Soprattutto Tadej Pogacar è riuscito a eliminare la lottizzazione al Tour de France, la spartizione delle occasioni di vittoria per fare in modo di non scontentare troppa gente.
Anche quest’anno lo sloveno ha rispolverato la prima regola dell’essere Tadej Pogacar: “Non sono qui per farmi dei nemici, ma questo è il Tour de France. Non ci si può tirare indietro se si presenta l’opportunità di vincere una tappa. Non sai mai quando sarà il tuo ultimo giorno. Sinceramente, la mia squadra mi paga per vincere, non per regalare. Ho una grande squadra alle spalle, che lavora ogni giorno per farmi arrivare al Tour nelle migliori condizioni possibili. Se decidessi, da solo, di iniziare a regalare delle opportunità, la squadra non sarebbe contenta di me”, ha detto a Cyclingnews dopo la vittoria nella cronoscalata che terminava a Peyragudes. Ha ribadito una volta ancora, una volta di più che quando lui può vincere, vince. E fa di tutto, o meglio, tutto il possibile, per tenere fede a questa visione del ciclismo. Non lo ha fatto solo a parole.
Ragiona così pure Jonas Vingegaard. Solo che poi si impaurisce.
C’è qualcosa di conservativo in lui, forse una capacità di empatia maggiore per le sofferenze altrui rispetto al campione sloveno. Soprattutto una tendenza a lasciarsi prendere dall’indecisione quando invece servirebbe un surplus di convinzione e guasconeria.
È per tutto questo che ogni fine luglio, e quest’anno luglio termina domenica 26, ripensando a quello che è stato, ci resta quella malinconia che resta al termine di un bel viaggio. E il Tour de France è sempre un gran bel viaggio, uno di quelli che non solo ci mettono davanti agli occhi qualcosa di nuovo, ma sono capaci di stimolare la nostra fantasia, farci immaginare qualcosa di diverso.

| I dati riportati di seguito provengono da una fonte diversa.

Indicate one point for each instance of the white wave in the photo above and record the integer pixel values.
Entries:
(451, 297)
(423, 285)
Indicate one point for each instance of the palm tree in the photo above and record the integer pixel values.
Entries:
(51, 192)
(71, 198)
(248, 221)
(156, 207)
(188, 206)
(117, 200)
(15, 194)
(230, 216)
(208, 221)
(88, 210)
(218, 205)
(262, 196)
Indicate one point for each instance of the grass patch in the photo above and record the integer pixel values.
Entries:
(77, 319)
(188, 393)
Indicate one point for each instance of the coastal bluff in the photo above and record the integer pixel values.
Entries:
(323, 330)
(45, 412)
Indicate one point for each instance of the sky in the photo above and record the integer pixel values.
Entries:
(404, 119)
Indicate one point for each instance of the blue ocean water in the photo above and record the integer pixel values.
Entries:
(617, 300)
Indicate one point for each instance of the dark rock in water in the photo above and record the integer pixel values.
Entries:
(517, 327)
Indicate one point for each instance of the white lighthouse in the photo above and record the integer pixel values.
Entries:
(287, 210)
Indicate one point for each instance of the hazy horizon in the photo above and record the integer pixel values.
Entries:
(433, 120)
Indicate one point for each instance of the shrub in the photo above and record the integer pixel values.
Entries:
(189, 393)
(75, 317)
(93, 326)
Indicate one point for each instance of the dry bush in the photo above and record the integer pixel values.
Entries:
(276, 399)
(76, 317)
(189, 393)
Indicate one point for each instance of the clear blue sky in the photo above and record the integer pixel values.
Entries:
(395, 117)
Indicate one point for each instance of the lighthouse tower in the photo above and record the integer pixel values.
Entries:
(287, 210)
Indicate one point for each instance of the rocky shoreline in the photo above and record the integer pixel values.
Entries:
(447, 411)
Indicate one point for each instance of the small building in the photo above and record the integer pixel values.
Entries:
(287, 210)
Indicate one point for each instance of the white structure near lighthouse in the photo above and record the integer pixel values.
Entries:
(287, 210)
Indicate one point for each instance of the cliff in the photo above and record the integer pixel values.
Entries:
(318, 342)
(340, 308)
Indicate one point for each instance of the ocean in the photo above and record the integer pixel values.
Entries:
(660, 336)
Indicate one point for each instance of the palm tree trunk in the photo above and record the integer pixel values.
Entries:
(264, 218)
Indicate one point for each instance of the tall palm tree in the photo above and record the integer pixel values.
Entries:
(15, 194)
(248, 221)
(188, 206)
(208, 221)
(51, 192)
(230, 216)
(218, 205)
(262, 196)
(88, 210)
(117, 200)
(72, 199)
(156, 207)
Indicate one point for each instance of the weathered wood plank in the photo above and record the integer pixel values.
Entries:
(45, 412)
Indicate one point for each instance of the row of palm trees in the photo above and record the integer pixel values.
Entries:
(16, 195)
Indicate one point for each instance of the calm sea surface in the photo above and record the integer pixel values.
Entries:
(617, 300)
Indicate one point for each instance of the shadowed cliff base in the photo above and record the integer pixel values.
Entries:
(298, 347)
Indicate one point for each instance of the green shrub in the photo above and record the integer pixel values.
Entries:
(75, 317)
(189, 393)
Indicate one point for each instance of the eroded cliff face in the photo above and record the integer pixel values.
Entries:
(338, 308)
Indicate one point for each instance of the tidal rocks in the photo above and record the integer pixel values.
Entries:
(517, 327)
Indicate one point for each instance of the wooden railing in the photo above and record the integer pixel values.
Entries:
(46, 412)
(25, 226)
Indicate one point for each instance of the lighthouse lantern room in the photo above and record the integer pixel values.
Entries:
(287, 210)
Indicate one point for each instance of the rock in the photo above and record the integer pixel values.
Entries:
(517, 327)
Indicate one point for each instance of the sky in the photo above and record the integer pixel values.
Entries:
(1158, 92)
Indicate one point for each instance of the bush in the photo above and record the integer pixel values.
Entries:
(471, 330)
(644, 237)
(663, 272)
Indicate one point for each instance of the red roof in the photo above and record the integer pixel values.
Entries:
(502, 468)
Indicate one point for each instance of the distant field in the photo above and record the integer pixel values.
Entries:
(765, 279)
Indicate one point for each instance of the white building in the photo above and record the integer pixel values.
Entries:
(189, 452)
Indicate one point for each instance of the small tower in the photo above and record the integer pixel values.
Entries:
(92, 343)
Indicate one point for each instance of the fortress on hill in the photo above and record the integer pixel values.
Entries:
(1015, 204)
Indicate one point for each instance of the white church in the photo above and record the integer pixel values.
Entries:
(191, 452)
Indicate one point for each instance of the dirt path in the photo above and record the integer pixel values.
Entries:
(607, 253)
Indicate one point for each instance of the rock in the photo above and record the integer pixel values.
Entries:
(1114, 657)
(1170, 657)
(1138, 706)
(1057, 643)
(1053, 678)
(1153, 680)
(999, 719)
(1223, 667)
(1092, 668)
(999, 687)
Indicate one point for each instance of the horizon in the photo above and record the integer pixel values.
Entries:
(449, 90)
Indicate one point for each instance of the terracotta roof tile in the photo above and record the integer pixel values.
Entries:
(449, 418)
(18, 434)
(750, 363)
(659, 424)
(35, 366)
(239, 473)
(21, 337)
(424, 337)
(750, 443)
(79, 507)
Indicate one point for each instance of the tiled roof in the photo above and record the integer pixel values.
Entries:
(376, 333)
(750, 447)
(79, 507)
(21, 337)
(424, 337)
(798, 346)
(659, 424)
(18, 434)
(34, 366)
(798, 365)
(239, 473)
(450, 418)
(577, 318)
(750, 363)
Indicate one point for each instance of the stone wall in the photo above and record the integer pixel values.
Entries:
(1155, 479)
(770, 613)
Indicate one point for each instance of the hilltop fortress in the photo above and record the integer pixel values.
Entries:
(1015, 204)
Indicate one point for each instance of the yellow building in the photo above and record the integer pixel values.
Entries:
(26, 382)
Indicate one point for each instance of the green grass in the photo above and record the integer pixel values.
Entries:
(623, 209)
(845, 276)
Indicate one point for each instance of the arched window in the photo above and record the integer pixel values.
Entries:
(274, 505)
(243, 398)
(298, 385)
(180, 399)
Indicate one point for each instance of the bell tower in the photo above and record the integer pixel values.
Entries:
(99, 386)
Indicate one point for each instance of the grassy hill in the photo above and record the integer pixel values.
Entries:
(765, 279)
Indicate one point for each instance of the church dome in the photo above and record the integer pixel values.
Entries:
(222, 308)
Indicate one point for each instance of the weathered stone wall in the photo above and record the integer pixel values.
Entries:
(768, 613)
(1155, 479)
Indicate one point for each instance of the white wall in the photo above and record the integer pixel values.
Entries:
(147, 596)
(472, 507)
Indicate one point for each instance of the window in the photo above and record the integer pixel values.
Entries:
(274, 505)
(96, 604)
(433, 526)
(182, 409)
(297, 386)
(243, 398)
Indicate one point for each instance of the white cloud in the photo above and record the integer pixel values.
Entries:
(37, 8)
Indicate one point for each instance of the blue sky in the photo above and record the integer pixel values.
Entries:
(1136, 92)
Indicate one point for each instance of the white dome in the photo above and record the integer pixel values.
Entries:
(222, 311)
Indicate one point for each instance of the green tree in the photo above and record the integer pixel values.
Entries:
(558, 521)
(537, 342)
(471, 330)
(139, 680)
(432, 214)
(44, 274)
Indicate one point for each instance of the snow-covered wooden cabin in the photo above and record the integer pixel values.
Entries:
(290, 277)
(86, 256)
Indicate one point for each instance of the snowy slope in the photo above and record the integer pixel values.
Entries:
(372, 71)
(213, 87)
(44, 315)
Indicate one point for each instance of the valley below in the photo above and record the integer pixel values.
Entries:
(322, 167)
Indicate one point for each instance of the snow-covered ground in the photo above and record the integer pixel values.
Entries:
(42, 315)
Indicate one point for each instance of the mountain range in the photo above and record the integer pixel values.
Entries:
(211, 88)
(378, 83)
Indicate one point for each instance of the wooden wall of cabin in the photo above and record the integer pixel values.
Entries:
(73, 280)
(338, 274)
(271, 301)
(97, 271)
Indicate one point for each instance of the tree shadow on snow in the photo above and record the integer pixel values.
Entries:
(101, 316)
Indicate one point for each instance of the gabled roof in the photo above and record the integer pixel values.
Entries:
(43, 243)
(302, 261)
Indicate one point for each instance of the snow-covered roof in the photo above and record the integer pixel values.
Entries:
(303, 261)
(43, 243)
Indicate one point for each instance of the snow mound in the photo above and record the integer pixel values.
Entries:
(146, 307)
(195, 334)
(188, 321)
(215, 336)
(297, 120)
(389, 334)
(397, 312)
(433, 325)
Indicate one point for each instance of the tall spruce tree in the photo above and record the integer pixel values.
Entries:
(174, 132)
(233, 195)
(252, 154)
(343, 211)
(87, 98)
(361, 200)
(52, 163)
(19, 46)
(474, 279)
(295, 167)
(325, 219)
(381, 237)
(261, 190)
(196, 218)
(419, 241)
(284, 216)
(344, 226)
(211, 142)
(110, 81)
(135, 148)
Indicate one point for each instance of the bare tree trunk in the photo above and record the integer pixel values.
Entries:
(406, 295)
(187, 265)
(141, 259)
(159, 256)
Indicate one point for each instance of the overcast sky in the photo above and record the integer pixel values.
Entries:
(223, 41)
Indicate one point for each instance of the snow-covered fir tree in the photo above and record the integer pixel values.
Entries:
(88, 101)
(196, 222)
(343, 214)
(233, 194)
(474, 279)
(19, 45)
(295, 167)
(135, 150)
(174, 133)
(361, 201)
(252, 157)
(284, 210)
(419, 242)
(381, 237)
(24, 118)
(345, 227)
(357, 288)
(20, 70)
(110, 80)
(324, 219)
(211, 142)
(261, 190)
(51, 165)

È per tutto questo che ogni fine luglio, guardandoci indietro, pensando a quel che è stato, ci diciamo che certo è finito, ma che in fondo va bene così, perché ci siamo divertiti, ci siamo sentiti vivi a vedere quegli uomini affannarsi e sfinirsi su di una bicicletta per tre settimane, lungo strade che forse non pedaleremo mai, ma che un giorno…, non si sa mai. Non è anche questo il bello del ciclismo? Ci lascia dentro possibilità infinite, una voglia assoluta e totalitaria di pedalare e, pedalando, immaginare che un giorno sì, un giorno vedremo anche noi quei posti, saliremo anche noi in cima a quelle salite.